We want to account for the percentge of calories that the protein and carbohydrate contribute to. We will define high carbohydrate - low protein recipes using arbitrary cutoffs, considering those in the top 25th percentile of carb percentage and bottom 25th percentile of protein percentage. Using percentiles ensures that we select recipes that are high-carb in absolute terms and low-protein in absolute terms. This guarantees that the selected recipes are truly high in carbohydrate content and low in protein content, rather than just having a high ratio.

To do this, we first need to convert protein and carbohydrate to calories. Each gram of carbohydrate or protein contains 4 calories.

In [None]:
carb_calories = recipe_ratings['carbohydrates'] * 4  # 4 calories per gram of carbs
protein_calories = recipe_ratings['protein'] * 4  # 4 calories per gram of protein

recipe_ratings['carb_prop'] = carb_calories / recipe_ratings['calories']
recipe_ratings['protein_prop'] = protein_calories / recipe_ratings['calories']

In [None]:
carb_threshold = recipe_ratings['carb_prop'].quantile(0.75)
protein_threshold = recipe_ratings['protein_prop'].quantile(0.25)

recipe_ratings['high_carb_low_protein'] = (
    (recipe_ratings['carb_prop'] >= carb_threshold) &
    (recipe_ratings['protein_prop'] <= protein_threshold)
)

In [None]:
recipe_ratings.describe()

We can see that protein_percent has a max value of 1.88 which is not possible, indicating an error. We will drop all such rows.

In [None]:
recipe_ratings = recipe_ratings[(recipe_ratings['protein_prop'] <= 1)]

Now we are ready to visualize our features.

### Univariate Analysis

In [None]:
# import plotly.io as pio
# pio.renderers.default = "browser"  # IGNORE THIS FOR NOW

In [None]:
#Distribution of Ratings
px.histogram(recipe_ratings, x = 'avg_rating', nbins = 10, title = 'Distribution of Average Recipe Ratings').show()
px.histogram(recipe_ratings, x = 'rating', nbins = 10, title = 'Distribution of Recipe Ratings').show()

The distribution of average ratings is **highly skewed to the left**.This suggests that most recipes receive **high ratings**, making it important to analyze which rating values appear most frequently and how they relate to other factors like the nutritional facts of the food.

Most ratings left by people tend to be 5 stars.

Now let's look at the distribution of Carbohydrate and Protein content of recipes

In [None]:
recipe_ratings['protein'].describe()

In [None]:
recipe_ratings['carbohydrates'].describe()

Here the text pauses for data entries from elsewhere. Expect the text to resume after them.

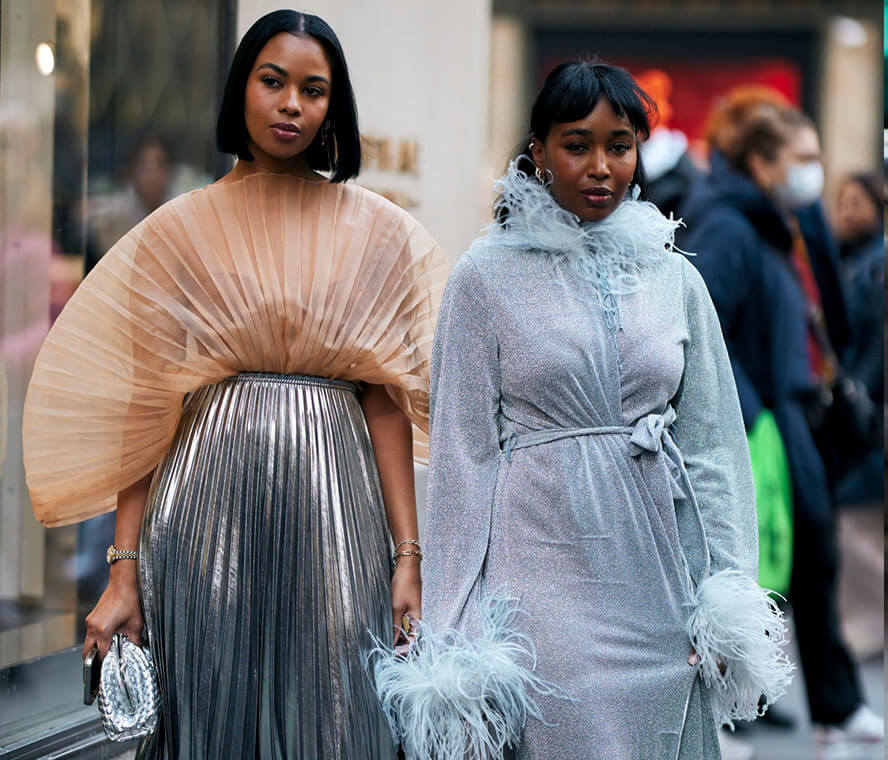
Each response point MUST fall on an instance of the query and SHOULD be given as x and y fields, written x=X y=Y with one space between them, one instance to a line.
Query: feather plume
x=737 y=625
x=452 y=697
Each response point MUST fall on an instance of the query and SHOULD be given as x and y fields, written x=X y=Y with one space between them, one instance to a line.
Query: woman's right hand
x=117 y=611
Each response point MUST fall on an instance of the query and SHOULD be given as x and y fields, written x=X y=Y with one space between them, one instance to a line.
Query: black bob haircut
x=574 y=88
x=342 y=154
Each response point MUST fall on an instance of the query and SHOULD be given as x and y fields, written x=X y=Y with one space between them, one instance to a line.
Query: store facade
x=108 y=107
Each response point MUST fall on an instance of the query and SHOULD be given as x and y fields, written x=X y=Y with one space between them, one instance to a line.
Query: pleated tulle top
x=263 y=272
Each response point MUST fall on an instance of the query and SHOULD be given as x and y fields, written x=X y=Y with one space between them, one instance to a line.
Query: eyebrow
x=588 y=132
x=283 y=72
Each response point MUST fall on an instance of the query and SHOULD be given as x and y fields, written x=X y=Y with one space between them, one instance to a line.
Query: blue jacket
x=742 y=246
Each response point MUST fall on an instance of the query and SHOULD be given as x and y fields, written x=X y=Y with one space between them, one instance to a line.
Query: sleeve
x=722 y=258
x=465 y=452
x=465 y=687
x=734 y=624
x=710 y=433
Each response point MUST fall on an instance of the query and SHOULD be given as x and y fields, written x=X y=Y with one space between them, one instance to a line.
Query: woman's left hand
x=406 y=597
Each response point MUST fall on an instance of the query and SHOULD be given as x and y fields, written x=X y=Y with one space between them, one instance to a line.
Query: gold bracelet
x=407 y=553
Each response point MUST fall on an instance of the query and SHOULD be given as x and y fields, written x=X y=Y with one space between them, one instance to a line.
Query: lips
x=285 y=130
x=598 y=196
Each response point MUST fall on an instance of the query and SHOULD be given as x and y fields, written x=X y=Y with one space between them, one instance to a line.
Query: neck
x=263 y=164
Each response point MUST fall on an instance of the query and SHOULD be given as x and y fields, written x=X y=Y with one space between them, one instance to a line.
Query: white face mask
x=803 y=185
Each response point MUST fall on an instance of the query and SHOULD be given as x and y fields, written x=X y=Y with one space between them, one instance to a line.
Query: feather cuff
x=452 y=697
x=736 y=624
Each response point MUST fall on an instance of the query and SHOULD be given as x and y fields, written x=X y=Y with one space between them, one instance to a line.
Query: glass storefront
x=107 y=109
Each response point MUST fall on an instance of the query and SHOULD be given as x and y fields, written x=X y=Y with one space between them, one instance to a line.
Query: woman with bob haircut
x=240 y=376
x=588 y=463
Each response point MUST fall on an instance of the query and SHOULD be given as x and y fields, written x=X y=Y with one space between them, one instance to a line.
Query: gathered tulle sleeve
x=266 y=273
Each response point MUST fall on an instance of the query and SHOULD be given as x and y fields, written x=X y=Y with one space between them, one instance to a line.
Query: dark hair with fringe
x=343 y=158
x=574 y=88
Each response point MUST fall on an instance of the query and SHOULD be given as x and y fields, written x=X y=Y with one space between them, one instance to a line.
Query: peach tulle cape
x=266 y=272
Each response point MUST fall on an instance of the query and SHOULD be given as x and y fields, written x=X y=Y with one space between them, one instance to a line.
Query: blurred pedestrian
x=754 y=224
x=238 y=376
x=670 y=170
x=860 y=229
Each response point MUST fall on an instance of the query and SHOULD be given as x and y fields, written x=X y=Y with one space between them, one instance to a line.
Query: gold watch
x=113 y=554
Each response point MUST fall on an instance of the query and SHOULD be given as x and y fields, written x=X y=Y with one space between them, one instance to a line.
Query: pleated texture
x=266 y=273
x=264 y=571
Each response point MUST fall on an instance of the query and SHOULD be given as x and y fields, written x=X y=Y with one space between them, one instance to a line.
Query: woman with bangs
x=590 y=541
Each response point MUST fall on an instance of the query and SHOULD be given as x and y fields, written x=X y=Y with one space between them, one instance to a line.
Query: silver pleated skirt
x=265 y=567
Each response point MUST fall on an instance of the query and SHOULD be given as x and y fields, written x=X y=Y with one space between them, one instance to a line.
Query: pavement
x=800 y=743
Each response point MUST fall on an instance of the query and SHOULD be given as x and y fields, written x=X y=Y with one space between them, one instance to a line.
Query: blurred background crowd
x=769 y=145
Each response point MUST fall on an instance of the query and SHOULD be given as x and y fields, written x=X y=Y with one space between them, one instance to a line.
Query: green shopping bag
x=773 y=499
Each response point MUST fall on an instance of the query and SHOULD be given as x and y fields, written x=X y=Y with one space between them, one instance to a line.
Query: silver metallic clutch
x=129 y=699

There appears to be very high values of carb and protein (over 3000) which seems unrealistic.

In [None]:
fig_protein = px.box(recipe_ratings, x='protein', title='Boxplot of Protein Content')
fig_protein.show()

fig_carbs = px.box(recipe_ratings, x='carbohydrates', title='Boxplot of Carbohydrates Content')
fig_carbs.show()

fig_carbs = px.box(ratio_recipe_ratings, x='ratio_carb_protein', title='Boxplot of Carbohydrate to Protein Ratio Content')
fig_carbs.show()

In [None]:
recipe_ratings[(recipe_ratings['carbohydrates'] > 200) | (recipe_ratings['carbohydrates'] > 200)].shape[0] / recipe_ratings.shape[0] * 100

Less than 0.3 % of the data has either protein or carbohydrate content over 200g, so we can leave the outliers as they are since they are not likely to affect our analyses

### Bivariate Analysis

We used a scatter plot for the the Ratio of Carbohydrates and Protein with ratings

In [None]:
px.scatter(ratio_recipe_ratings, x="avg_rating", y="ratio_carb_protein",
                 title="Ratio of Carbohydrates and Protein vs. Ratings").show()


In [None]:
px.scatter(recipe_ratings, x="avg_rating", y="carbohydrates",
                 title="Carbohydrates vs. Ratings").show()


In [None]:
px.scatter(recipe_ratings, x="avg_rating", y="protein",
                 title="Protein vs. Ratings").show()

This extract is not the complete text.